Wednesday, December 20, 2006

JAX-WS, WSDL and Tools

I've mentioned that I'm looking at Celtix's Open-Source ESB. One thing you notice right off the bat is the incorporation of the new JAX-WS standard. Annotations in particular make it much easier to expose an existing java service as a web service or create a new one as a web service.

Here is an example -

Interface Definition

package pgn.objects.wsdl.full.devservices.customerrequest.ver1;

import javax.jws.WebParam.Mode;
import javax.jws.WebParam;
import javax.jws.WebService;
import javax.jws.soap.SOAPBinding.Style;
import javax.jws.soap.SOAPBinding;
import javax.jws.WebMethod;
import javax.jws.WebResult;

* This class was generated by the CXF 2.0-M1-IONA
* Wed Dec 13 15:45:39 EST 2006
* Generated source version: 2.0-M1-IONA

@WebService(wsdlLocation = "file:/C:/IONA/samples/service_creation/customerinfo/wsdl/
customerrequestver1.wsdl", targetNamespace = "urn:pgn:objects:wsdl:full:devservices:customerrequest:ver1", name = "customerrequestPT")
@SOAPBinding(parameterStyle = SOAPBinding.ParameterStyle.BARE, use = SOAPBinding.Use.LITERAL, style = SOAPBinding.Style.DOCUMENT)

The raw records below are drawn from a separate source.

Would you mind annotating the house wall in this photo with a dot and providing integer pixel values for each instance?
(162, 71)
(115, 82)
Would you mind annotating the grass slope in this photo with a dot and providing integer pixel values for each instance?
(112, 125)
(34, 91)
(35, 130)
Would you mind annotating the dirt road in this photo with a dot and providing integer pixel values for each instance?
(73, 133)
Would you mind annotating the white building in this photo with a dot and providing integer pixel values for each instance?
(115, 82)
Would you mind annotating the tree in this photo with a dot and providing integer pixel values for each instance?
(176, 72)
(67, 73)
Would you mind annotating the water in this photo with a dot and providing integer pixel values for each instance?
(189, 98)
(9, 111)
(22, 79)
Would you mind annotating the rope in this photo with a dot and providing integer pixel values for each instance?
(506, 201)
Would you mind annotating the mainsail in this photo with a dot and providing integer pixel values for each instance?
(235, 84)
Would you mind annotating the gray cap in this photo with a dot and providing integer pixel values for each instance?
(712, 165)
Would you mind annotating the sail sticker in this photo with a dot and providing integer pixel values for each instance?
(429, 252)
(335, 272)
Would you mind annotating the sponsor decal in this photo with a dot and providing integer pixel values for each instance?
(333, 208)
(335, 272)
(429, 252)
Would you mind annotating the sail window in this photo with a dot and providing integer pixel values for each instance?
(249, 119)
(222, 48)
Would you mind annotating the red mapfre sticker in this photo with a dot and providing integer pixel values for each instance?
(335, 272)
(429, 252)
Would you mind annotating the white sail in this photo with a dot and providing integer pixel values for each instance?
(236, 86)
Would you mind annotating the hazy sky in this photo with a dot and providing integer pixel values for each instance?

public interface CustomerrequestPT {

@SOAPBinding(parameterStyle = SOAPBinding.ParameterStyle.BARE)
@WebResult(targetNamespace = "urn:pgn:objects:xmlschema:messagetypes:devservices:
customerrequest:ver1", partName = "CreateCustomerResponse", name = "CreateCustomerResponse")
@WebMethod(operationName = "getCustomerRequest")
public pgn.objects.xmlschema.messagetypes.devservices.
CustomerResponseType getCustomerRequest(
@WebParam(targetNamespace = "urn:pgn:objects:xmlschema:messagetypes:devservices:
customerrequest:ver1", partName = "CreateCustomerRequest", name = "CreateCustomerRequest")
CustomerRequestType createCustomerRequest

The annotations defined the communication style and structure that match what is in the WSDL.

An excerpt of the implementation of the Interface
package pgn.objects.wsdl.full.devservices.customerrequest.ver1;

import pgn.objects.wsdl.full.devservices.customerrequest.ver1.
import pgn.objects.xmlschema.messagetypes.devservices.
import pgn.objects.xmlschema.messagetypes.devservices.
import java.util.*;

@javax.jws.WebService(serviceName ="CustomerRequest", portName = "customerrequestPort", endpointInterface ="pgn.objects.wsdl.full.devservices.customerrequest.ver1.CustomerrequestPT", targetNamespace ="urn:pgn:objects:wsdl:full:devservices:customerrequest:ver1") = "")

public class Customer extends Thread implements
CustomerrequestPT {
CustomerRequestType requesttype;
CustomerAccountType accountinfo;
String programname;
Notice the two annotations. That's really it for exposing this as a Web Service. Now for the important part. The interface was auto generated by some of the bundled tools in the Celtix distribution. It is important to note that the implementation interface was generated from the WSDL (which was written first) and not vice versa.

Joe Mckendrick points out that tools can make it easy to generate your interface definition (WSDL) from an existing implementation. I think the generally accepted best practice is to develop the WSDL and XML Schemas first. Hopefully following that approach will lead to a less brittle interface that has the right granularity. It should also help reduce the potential number of interoperability issues that can arise from auto-generation of Web Services from existing code.

As far as Celtix goes, if you are looking for an Open-Source ESB to mess around with, I have found Celtix's to be straight forward to work with so far. I haven't really done anything over than some content based routing tests and fail-over routing.